Birds of Western Australia
- Author: D.L. Serventy & H.M. Whittell
- Illustrator: Olive Seymour and Harley Webster
- Cover artist: Harley Webster
- Language: English
- Subject: Western Australian ornithology
- Genre: Ornithological handbooks
- Published: 1948 Patersons Press Ltd Perth, Western Australia
- Publication place: Australia
- Media type: Print (hardcover) with dustjacket
- Pages: vi + 366 (1st edn), x + 482 (5th edn)
- ISBN: 0-85564-101-0 (5th edn)
- Dewey Decimal: 598.29941

= Birds of Western Australia (book) =

Book by Dominic Serventy

The Birds of Western Australia is a book first published in 1948 by Patersons Press Ltd in Perth, Western Australia. Its full title was originally A Handbook of the Birds of Western Australia (with the exception of the Kimberley Division), though with the publication of the 5th edition only the shorter form was used. It was authored by Dominic Serventy and Hubert Whittell. It was issued in octavo format (228 x 148 mm) and contains 372 pages bound in blue buckram with a dustjacket illustrated with a painting of Australian pelicans by Harley Webster. It contains a coloured frontispiece of paintings of the heads of Meliphaga honeyeaters, with numerous black-and-white drawings and maps scattered through the text. The second edition (1951) contained colour plates by Olive Seymour.

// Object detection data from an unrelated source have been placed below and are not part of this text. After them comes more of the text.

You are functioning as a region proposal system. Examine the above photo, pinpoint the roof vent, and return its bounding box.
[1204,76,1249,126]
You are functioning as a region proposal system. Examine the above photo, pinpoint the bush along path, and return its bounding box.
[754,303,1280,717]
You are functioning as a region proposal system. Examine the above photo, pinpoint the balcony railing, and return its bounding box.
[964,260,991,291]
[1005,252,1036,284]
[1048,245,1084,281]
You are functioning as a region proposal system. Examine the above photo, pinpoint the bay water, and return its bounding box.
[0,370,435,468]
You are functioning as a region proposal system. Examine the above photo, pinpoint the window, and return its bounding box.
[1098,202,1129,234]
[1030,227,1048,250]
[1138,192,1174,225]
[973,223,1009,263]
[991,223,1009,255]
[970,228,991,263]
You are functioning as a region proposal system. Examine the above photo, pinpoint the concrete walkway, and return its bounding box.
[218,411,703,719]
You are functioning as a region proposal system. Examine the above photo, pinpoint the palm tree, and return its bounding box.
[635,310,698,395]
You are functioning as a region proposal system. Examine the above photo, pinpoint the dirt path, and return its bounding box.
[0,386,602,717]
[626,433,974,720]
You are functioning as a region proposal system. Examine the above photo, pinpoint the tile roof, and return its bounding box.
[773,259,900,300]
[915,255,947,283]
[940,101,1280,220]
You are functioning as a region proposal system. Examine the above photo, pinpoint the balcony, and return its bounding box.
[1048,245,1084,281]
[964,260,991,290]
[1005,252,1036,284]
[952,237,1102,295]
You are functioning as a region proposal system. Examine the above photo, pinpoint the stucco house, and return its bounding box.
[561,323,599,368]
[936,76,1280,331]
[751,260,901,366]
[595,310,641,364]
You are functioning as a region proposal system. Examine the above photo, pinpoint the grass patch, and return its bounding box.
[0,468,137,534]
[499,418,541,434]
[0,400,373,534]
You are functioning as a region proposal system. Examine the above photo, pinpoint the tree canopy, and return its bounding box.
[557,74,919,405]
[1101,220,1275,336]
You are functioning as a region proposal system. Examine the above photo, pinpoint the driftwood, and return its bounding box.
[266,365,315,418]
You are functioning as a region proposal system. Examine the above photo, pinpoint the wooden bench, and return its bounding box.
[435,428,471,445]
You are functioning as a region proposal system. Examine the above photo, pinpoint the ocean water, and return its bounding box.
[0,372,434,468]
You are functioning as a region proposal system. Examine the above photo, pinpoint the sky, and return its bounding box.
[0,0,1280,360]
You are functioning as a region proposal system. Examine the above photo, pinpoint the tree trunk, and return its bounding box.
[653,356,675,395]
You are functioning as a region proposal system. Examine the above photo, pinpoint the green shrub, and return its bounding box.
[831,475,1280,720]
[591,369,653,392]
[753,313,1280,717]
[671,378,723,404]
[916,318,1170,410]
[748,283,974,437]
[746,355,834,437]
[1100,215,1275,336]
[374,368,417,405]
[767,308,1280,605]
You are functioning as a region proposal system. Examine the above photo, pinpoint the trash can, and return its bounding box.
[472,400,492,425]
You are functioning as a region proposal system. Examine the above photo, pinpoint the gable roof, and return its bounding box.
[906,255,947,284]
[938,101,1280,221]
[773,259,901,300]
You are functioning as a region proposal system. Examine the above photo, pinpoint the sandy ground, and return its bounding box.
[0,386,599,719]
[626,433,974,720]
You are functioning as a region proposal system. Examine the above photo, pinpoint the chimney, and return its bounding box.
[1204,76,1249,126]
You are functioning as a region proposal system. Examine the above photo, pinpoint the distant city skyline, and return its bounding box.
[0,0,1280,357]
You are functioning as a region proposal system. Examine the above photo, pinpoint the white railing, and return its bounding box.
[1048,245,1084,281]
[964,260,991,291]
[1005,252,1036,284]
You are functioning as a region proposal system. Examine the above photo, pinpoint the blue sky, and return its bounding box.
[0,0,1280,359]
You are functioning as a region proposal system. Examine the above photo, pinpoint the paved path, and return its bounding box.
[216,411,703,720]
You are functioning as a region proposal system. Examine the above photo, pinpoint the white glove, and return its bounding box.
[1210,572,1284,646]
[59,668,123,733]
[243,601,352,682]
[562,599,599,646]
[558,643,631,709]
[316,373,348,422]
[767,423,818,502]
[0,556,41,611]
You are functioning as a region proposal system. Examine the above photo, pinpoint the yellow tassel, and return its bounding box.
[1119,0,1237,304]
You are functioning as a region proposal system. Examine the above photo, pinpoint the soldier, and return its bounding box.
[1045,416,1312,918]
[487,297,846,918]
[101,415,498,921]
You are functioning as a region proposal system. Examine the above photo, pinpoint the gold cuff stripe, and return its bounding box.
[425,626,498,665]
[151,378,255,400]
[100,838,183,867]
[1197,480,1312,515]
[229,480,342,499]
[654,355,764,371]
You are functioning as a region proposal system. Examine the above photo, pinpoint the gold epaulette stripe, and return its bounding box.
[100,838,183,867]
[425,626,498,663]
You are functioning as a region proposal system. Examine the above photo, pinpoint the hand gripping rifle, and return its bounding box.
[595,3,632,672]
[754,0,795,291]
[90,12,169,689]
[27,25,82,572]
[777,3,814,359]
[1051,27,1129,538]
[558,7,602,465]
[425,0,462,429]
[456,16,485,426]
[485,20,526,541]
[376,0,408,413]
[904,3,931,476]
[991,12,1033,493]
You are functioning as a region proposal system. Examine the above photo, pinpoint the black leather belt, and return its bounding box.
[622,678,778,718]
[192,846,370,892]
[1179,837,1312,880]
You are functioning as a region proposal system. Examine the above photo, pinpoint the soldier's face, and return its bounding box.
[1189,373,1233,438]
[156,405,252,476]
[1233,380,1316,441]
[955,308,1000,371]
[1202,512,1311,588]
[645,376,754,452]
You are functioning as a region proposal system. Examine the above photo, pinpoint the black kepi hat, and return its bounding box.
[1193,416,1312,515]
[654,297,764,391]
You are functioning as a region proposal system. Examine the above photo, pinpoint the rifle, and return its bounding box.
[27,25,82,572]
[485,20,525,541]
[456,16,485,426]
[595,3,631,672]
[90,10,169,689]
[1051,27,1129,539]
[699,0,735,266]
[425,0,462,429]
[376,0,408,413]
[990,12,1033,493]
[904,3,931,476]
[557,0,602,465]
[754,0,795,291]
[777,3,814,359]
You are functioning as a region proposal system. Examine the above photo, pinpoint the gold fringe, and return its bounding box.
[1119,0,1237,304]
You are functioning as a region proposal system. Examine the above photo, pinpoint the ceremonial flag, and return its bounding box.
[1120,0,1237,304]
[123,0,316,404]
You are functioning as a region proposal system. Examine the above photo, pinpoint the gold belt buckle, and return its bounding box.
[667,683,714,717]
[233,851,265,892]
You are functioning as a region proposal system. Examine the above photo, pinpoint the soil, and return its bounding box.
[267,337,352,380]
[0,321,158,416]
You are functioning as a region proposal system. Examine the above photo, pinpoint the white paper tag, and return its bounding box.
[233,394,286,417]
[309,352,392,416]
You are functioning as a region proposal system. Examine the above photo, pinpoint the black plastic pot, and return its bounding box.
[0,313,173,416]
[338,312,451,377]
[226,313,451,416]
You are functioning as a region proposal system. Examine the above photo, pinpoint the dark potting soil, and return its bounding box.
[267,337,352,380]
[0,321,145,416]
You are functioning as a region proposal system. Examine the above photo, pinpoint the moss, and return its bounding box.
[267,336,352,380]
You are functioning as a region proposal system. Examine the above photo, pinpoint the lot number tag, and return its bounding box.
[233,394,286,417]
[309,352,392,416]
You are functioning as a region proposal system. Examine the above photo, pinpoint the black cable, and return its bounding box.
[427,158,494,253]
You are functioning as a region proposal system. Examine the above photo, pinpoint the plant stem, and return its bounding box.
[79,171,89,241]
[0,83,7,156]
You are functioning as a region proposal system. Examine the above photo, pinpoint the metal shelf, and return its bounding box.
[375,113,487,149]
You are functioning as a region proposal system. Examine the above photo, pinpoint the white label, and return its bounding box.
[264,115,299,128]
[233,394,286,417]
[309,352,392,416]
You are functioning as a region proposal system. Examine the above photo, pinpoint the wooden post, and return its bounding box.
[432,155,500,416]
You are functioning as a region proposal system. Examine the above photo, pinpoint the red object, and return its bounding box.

The book covered birds recorded within the Australian state of Western Australia except, as the full title of the first edition indicates, the tropical Kimberley region of its north. It was the first Australian regional ornithological handbook. In the Introduction the authors state:
”The need for some such Handbook as this one was impressed on the authors by their own early experiences in Western Australian ornithology. Perhaps, however, they flatter themselves unduly for presenting to the bird-loving public a book which they like to feel is one of the type they wished had been available to them when beginning the study of local birds.”

With regard to the layout of the book, they say:
”The first two sections deal with the history of Western Australian ornithology and a discussion of the bird geography of the State. Though complete in themselves both are supplementary to the third section, the detailed treatment of the species of birds occurring in our area.”

The success of the book was such that, for many years, it was the principal source of information on the birds of the state. Further editions appeared in 1951, 1962, 1967 and 1976, the fifth and final one being published by the University of Western Australia Press, with the length having increased by then to some 490 pages. It was described later in the preface to the state's next ornithological handbook as:
”…a landmark in Australian ornithology. Its high standard and concise presentation provided a stimulus for a great deal of ornithological research in this State.”